Understanding and predicting cross-species transmission remains fundamental to pandemic preparedness. This study employed a BRT model to integrate viral, host, environmental, and anthropogenic variables for assessing spillover risk in human-Suidae zoonotic viruses. Our findings illuminate critical ecological and evolutionary drivers of zoonotic risk while establishing a data-driven framework for early warning and surveillance prioritization. Recent investigations have validated machine learning approaches for pathogen risk assessment (7-8), and our methodology advances this field by specifically targeting the human–Suidae transmission interface.

Host–human divergence time emerged as the most influential predictor in our analysis. This finding reinforces the principle that viruses demonstrate greater propensity for cross-species transmission between phylogenetically related species due to conserved receptor mechanisms and immunological similarities (5,9). Phylogenetic proximity facilitates viral entry, replication efficiency, and immune evasion strategies in novel hosts, thereby substantially increasing the likelihood of successful spillover events. Consequently, host evolutionary relationships should constitute a fundamental component of zoonotic risk assessment frameworks, particularly in biodiverse regions characterized by frequent human–animal interactions.

Viral genome size emerged as a strong predictor of spillover potential, consistent with previous studies demonstrating that larger genomes confer greater adaptive capacity and evolutionary flexibility (8). Environmental and anthropogenic factors — including rural human population density, precipitation patterns, and artificial surface coverage — proved significant predictors, reflecting both increased exposure opportunities and ecological disruptions that facilitate viral emergence. These findings underscore that zoonotic risk arises from complex interactions among viral characteristics, host biology, and human-mediated environmental changes (7).

Applying the BRT model to viruses not yet reported in humans highlighted Porcine circovirus 3 as a high-risk candidate, due to its stability, recombination capacity, and widespread distribution (10). Although no human infections have been reported, proactive surveillance of PCV3 and similar viruses is warranted, especially in regions with intensive Suidae farming and limited biosecurity. These results echo calls by Grange et al. (8) and Carlson et al. (7) for proactive identification of high-risk viruses before they emerge. We recommend that health authorities integrate such model outputs into zoonotic surveillance systems, prioritizing high-risk viruses like PCV3 for serological testing, metagenomic screening, and field investigations in both animal reservoirs and sentinel human populations. This predictive approach can help shift from reactive outbreak response to proactive early warning.
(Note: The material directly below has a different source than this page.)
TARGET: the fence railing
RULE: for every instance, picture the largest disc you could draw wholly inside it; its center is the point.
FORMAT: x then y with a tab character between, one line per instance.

While these findings highlight the value of the BRT model for proactive surveillance, it is important to consider its limitations. First, the model depends on publicly available data, which may be geographically biased or incomplete. Sampling gaps, especially in low-resource or biodiverse regions, may affect model reliability (11). Second, spillover involves complex ecological and socio-behavioral processes not fully captured here. Nevertheless, the BRT framework is robust and could be integrated into zoonotic surveillance pipelines to guide evidence-based prioritization of high-risk viruses (12).

Our findings reinforce the fundamental One Health principle by demonstrating that viral characteristics, host biology, and environmental conditions collectively determine spillover risk rather than operating in isolation.

The integration of predictive modeling frameworks with comprehensive ecological and epidemiological surveillance systems can facilitate a paradigm shift from reactive outbreak response toward proactive risk management strategies, thereby enhancing global pandemic preparedness capabilities.